E urozone governance was for long a name without a game. The crisis, however, has brought much-needed clarity. Discussions are now focusing on three areas: strengthening of budgetary discipline; surveillance of the eurozone countries' competitiveness; and provisions for crisis management.
This is a sensible agenda. The failure of surveillance over the past 10 years needs to be remedied because, in spite of multiple procedures, it was markets, not peer pressure, that in the end forced adjustments. The system needs to be rebalanced because the exclusive focus on public accounts distracted attention from bubbles in the private economy. It also needs to be complemented, because the belief that crisis prevention made crisis management superfluous was proved wrong by events.
The devil, however, is in the detail.

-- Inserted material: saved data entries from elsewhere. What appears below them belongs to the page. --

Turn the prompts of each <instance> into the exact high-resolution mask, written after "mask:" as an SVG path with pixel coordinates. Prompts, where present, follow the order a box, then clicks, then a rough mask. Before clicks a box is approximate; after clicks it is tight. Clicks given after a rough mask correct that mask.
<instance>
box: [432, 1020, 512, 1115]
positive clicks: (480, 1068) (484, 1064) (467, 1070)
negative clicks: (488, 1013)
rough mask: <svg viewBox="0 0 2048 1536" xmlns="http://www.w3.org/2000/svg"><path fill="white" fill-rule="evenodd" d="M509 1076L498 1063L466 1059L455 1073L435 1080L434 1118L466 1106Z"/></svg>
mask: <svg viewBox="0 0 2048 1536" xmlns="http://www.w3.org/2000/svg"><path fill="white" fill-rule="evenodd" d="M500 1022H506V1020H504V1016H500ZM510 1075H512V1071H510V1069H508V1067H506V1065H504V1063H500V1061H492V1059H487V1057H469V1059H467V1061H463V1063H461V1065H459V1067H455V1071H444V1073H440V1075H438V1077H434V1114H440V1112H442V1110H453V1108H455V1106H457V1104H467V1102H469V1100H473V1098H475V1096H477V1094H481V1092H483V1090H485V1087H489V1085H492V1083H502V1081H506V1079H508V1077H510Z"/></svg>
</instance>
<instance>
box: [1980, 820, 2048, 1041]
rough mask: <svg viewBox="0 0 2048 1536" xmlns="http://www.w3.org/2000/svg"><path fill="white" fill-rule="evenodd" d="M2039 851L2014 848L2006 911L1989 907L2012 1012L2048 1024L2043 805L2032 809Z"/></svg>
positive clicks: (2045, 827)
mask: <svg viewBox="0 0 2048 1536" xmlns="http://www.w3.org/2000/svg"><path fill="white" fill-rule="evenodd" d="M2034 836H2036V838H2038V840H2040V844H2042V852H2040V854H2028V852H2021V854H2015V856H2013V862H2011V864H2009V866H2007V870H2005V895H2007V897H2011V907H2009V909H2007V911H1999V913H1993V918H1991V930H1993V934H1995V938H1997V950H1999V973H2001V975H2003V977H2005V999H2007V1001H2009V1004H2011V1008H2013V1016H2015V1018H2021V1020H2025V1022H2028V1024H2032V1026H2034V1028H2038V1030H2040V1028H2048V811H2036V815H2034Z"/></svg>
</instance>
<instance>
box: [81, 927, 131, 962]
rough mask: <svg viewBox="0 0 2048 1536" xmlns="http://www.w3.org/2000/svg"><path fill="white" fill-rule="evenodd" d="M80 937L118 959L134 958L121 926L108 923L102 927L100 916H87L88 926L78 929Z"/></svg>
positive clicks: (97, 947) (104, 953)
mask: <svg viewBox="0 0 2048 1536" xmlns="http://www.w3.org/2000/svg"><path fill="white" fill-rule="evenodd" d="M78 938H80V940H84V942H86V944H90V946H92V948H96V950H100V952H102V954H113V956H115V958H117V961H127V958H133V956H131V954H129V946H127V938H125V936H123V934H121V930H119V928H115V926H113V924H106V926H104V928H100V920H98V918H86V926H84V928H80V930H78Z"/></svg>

On budgetary discipline, the consensus in the European Council is that there is a need for more sanctions. Yet the Greek disaster did not result from a lack of sanctions but from not checking the data reported. Ireland's and Spain's problems did not come from ignoring the European Union's stability and growth pact either, but from the fact that the system took no account of risk. When a country's budget balance can move from a 2 per cent surplus to an 11 per cent deficit within two years, sanctions that kick in when a 3 per cent deficit threshold is crossed, or even before, are ineffective. What is needed is to stress-test budgets and adopt an approach whereby buffers are adopted in proportion to the risks involved.